Just as I begin to wonder why Steve's brought me into his cell, he lifts the veil from his locker and opens its metal doors. The inside is empty except for a single burning candle, not a $34 Yankee votive that smells like lemon bars, but a homemade candle constructed from soda cans. Steve describes how it's done: Cut the bottoms off two cans and fill one bottom with baby oil. Using the other bottom as a lid, cap off the oil to create a vessel and pop a small hole in the top. Cut a thin strip of cloth from a towel or T-shirt to create a wick, and feed it through the hole, down into the oil.

I ask the obvious question: "Where did you get the lighter from?" It's been almost a year since I've seen an open flame. Steve tells me he doesn't need a lighter. He ferrets through the contents of his locker strewed across his bunk and pulls out a double-A battery. On one side, at the negative end, he carves away a small piece of plastic shielding with a razor blade. Next he takes a sliver of foil paper (the instant grits sold at commissary come in packets made from paper and aluminum) and makes a small crimp in the middle. Then aluminum side facing down, Steve presses on end of the paper to the exposed metal beneath the battery's shielding and the other end to its negative side. Within seconds, the crimp in the paper ignites in a sparkling flare. It's like discovering magic for the first time, a magic trick that makes me feel like an awed child.

"So you've made yourself a little space heater?" I ask.

"No, no. This is for business. I'm making soot to add to my ink so it doesn't fade.

"Steve is a tattoo artist.

"You're burning baby oil to make soot—?"

"No, no. Not baby oil. I'm burning hemorrhoid cream. That's the stuff we use—hemorrhoid cream."

"Hemorrhoid cream?" I ask.

"Hemorrhoid cream," he says grinning blindly.

"Is that safe?"

"I don't know. Probably. It's what I've used for years. Some other guys'll burn baby oil, but I like hemorrhoid cream. It burns blacker.

"I peer deeper inside the locker.
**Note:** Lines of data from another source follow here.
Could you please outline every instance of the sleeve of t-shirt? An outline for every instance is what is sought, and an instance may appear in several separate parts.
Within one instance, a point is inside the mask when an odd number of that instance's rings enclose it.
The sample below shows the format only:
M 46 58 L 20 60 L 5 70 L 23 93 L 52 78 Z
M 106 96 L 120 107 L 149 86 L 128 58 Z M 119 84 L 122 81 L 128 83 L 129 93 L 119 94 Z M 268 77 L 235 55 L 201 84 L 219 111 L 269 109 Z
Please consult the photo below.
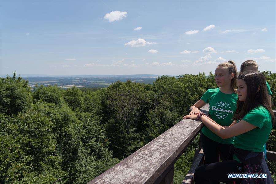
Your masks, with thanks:
M 260 128 L 264 125 L 264 120 L 266 119 L 264 113 L 259 108 L 250 111 L 244 116 L 243 120 Z
M 201 97 L 201 98 L 200 99 L 203 100 L 207 104 L 209 103 L 209 94 L 210 91 L 209 91 L 209 90 L 208 90 L 206 92 L 205 92 L 205 93 L 204 93 L 204 94 Z
M 267 94 L 268 94 L 268 95 L 271 95 L 272 94 L 272 92 L 271 92 L 271 90 L 270 90 L 270 86 L 269 86 L 269 85 L 267 83 L 267 82 L 266 81 L 266 87 L 267 88 Z

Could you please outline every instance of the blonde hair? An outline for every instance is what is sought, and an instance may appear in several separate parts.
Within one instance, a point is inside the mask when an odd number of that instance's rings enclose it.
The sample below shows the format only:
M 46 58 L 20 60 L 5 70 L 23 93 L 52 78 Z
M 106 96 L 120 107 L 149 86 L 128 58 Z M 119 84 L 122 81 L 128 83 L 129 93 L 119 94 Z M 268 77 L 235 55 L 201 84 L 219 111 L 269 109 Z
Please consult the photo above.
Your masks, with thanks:
M 227 68 L 229 74 L 234 74 L 234 77 L 231 80 L 231 88 L 235 92 L 237 90 L 237 78 L 238 77 L 238 72 L 235 63 L 232 61 L 230 60 L 227 62 L 222 63 L 218 66 L 226 67 Z

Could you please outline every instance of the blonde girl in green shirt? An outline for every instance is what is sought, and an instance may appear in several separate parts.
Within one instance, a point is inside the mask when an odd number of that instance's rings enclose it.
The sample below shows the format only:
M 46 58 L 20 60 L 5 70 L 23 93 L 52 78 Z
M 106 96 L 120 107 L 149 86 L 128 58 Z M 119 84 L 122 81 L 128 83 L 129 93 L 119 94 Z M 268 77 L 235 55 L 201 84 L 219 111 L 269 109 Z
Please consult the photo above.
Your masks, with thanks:
M 215 71 L 215 80 L 218 87 L 209 89 L 200 99 L 190 108 L 190 114 L 196 117 L 199 109 L 209 103 L 209 113 L 212 119 L 220 125 L 228 126 L 236 110 L 238 98 L 235 93 L 237 72 L 235 63 L 229 61 L 220 63 Z M 204 152 L 204 163 L 229 159 L 229 153 L 234 138 L 223 139 L 214 133 L 206 126 L 201 130 L 201 141 Z
M 234 136 L 235 138 L 233 160 L 197 167 L 194 175 L 196 184 L 209 183 L 211 180 L 217 183 L 219 181 L 227 183 L 235 181 L 238 183 L 242 180 L 243 183 L 273 183 L 263 152 L 263 145 L 274 121 L 267 98 L 265 79 L 259 72 L 251 71 L 239 75 L 237 85 L 238 100 L 231 125 L 223 127 L 202 113 L 197 114 L 198 120 L 222 139 Z M 194 116 L 188 115 L 184 117 L 195 119 Z M 228 174 L 230 173 L 266 174 L 267 178 L 231 178 Z

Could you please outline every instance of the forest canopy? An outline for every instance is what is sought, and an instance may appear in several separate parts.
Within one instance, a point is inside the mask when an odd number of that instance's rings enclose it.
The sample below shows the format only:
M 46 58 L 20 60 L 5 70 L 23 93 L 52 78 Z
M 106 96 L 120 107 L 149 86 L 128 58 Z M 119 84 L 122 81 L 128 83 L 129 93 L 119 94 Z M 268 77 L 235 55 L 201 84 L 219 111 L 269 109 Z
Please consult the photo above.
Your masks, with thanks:
M 275 109 L 276 74 L 263 73 Z M 15 72 L 0 78 L 0 183 L 86 183 L 180 121 L 217 87 L 214 78 L 163 76 L 153 85 L 118 81 L 93 90 L 32 90 Z M 272 132 L 267 149 L 276 151 Z M 193 149 L 176 163 L 175 182 L 186 175 Z M 276 165 L 268 165 L 275 181 Z

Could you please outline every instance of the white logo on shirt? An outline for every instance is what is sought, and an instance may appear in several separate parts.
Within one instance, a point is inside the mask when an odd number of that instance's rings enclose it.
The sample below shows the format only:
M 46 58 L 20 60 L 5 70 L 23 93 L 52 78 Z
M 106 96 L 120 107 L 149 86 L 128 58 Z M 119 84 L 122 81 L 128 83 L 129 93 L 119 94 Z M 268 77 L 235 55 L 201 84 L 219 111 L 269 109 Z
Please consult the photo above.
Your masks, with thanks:
M 228 114 L 222 113 L 220 112 L 227 113 L 231 114 L 233 114 L 234 113 L 234 111 L 230 109 L 231 107 L 230 105 L 227 102 L 218 102 L 216 104 L 216 106 L 212 106 L 212 109 L 216 111 L 218 111 L 214 112 L 215 115 L 218 119 L 224 120 L 229 115 Z

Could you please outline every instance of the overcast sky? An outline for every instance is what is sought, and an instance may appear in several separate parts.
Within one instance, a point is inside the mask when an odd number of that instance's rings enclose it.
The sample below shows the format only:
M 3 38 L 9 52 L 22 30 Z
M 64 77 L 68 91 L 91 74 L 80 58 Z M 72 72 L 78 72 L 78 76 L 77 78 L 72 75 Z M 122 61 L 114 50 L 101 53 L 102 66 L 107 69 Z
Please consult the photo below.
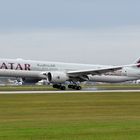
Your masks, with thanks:
M 0 1 L 0 57 L 130 64 L 140 57 L 139 0 Z

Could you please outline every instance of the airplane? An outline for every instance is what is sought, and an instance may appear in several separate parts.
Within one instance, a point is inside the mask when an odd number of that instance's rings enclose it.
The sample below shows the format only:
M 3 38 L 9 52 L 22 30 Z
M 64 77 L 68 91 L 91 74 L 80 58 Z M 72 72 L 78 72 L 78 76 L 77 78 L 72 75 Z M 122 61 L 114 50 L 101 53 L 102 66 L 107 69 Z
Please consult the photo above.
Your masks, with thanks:
M 22 78 L 24 83 L 48 80 L 54 88 L 81 90 L 79 82 L 120 83 L 140 79 L 140 59 L 130 65 L 107 66 L 45 62 L 23 59 L 0 59 L 0 76 Z

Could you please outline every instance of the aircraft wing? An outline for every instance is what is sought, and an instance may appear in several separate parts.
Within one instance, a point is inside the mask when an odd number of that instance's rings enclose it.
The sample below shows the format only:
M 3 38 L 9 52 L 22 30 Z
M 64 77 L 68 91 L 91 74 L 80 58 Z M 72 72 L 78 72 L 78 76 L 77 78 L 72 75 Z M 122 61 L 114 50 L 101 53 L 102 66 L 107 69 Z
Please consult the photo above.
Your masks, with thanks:
M 135 67 L 135 66 L 138 66 L 138 64 L 124 65 L 124 66 L 110 66 L 106 68 L 89 69 L 89 70 L 76 70 L 76 71 L 69 71 L 67 74 L 70 76 L 82 76 L 82 75 L 89 75 L 89 74 L 100 75 L 108 72 L 115 72 L 117 70 L 121 70 L 124 67 Z

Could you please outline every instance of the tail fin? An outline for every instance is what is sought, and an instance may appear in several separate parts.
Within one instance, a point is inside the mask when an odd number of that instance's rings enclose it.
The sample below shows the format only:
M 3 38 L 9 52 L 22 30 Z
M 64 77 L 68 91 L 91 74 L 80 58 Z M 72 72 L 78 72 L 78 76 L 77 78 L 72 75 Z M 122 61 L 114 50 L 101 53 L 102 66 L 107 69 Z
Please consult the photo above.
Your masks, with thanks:
M 135 64 L 138 64 L 137 67 L 140 68 L 140 58 L 135 61 Z
M 136 61 L 135 61 L 135 64 L 138 64 L 140 63 L 140 58 L 138 58 Z

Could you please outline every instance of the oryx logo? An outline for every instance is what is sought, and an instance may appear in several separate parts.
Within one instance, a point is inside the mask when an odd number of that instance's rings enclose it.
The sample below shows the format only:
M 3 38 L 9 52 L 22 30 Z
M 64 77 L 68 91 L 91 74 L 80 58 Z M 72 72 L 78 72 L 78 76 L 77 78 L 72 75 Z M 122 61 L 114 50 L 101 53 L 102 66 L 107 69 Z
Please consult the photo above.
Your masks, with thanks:
M 140 60 L 137 62 L 137 67 L 140 68 Z

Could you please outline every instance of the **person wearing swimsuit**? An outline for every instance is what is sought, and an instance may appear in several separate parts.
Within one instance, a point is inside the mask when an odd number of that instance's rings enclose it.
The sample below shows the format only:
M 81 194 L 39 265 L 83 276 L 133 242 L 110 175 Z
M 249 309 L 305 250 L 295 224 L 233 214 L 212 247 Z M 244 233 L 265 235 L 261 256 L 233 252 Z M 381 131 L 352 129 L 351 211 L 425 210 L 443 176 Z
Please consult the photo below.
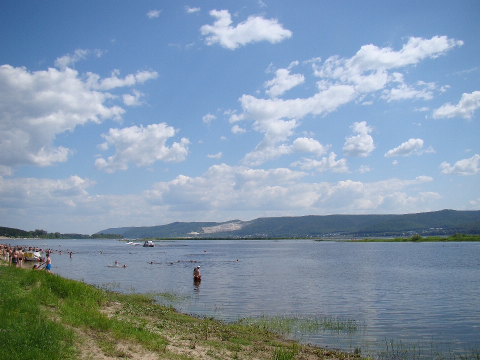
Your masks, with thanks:
M 200 281 L 202 280 L 202 276 L 200 274 L 200 266 L 198 266 L 194 268 L 194 280 Z
M 14 248 L 14 251 L 12 252 L 12 264 L 16 268 L 18 267 L 18 252 L 16 248 Z
M 22 264 L 24 262 L 24 252 L 22 248 L 18 249 L 18 267 L 22 268 Z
The candle sits five inches from the top, and directly above the flame hangs an inch-long stalactite of black soot which Steve scrapes into a pill bottle. It's a dirty business. The bed sheets, which were once white and now a pale shade of gray, have done little to contain the smoke. The entire cell is covered in a thin film of cancer.

Steve spins around, fingers black, "Oh! So guess what I saw your cellie Bubba do today!" There is mischief in his glee. No news concerning Bubba is good news.

"Something tells me that whatever it is, I won't like it," I say. "But you're going to tell me anyway, aren't you?"

Steve claps his hands together and launches into his latest discovery:"So I'm standing out there on the tier this afternoon, and I see Bubba down there watching TV, right? And I swear to God, the kid takes his finger"—Steve hold up a finger to illustrate—"sticks it up his nose, and puts it right in his fucking mouth?"

I says, 'No Way!' I couldn't believe it! So I ask his previous cellie about it, and Tom Cat says he saw him do it one night while they was in their cell. Tom Cat says to Bubba, 'What the fuck did you just do? Did you just pick your nose and put it in your mouth?' and Bubba looks at Tom Cat and says—get this—'But I've always done that'?"

Steve is in a fit of laughter. The tar-filled air has him gasping. "That's your cellie!" he cries, eyes watering. "That's your cellie!"